Wednesday, March 2, 2011

Appointment with surgeon

I had my pre-op appointment with my surgeon yesterday. She was running 30 minutes behind, so I had some time to flip through the magazines in the waiting room. There was an ad in one of the fertility magazines for a place in Washington DC (Shady Grove Fertility Clinic) that has a donor egg program. Uhh... yeah it's expensive.

For one cycle, it's $30,500 if you want to use all of the cycle's eggs for yourself. If you share it, it would be $19,700 between two people or $17,800 between three. Egg totals = about 18. If you don't get pregnant... no refund.

Interestingly enough, you have the choice of buying 6 cycles, and if you don't get pregnant they will refund you your money back. Costs are $57,500/$42,000/$34,000.

We are so not at this stage (nor do I really think given the costs we would entertain this) but it is good information to know.

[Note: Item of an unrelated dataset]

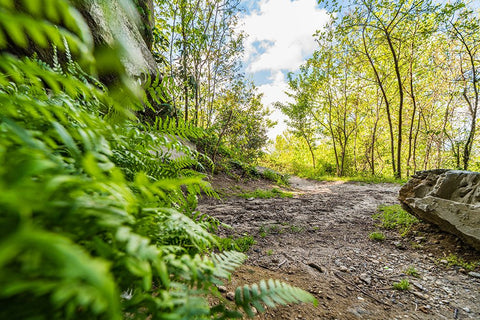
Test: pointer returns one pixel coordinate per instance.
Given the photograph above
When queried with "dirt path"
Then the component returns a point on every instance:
(318, 240)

The appointment itself was good - my surgeon is great, and is part of the same fertility clinic as my doctor. The only reason why my doctor is not doing it is because we want to do the surgery ASAP and her colleague has some surgery time open. We discussed not doing anything else but the tubes, but she said that she may have to do some stuff to get at the tubes. She also asked if it wouldn't affect ovarian reserve, if she could remove the tubes and I said yes (since if we just leave the tubes in there, that horrible toxic fluid is still in my body).

The other bit of news that came out of my appointment is that she confirmed she would want me to have one cycle before I do IVF. Since I will be on or about my Day 2... I wonder if this means I need to wait another full cycle, or if I can start and the end of the current one? I will call and ask.

I requested that they do another FSH test on this cycle's Day 3. I haven't heard the results yet. I really really hope that the other test was a fluke, and that my levels are normal!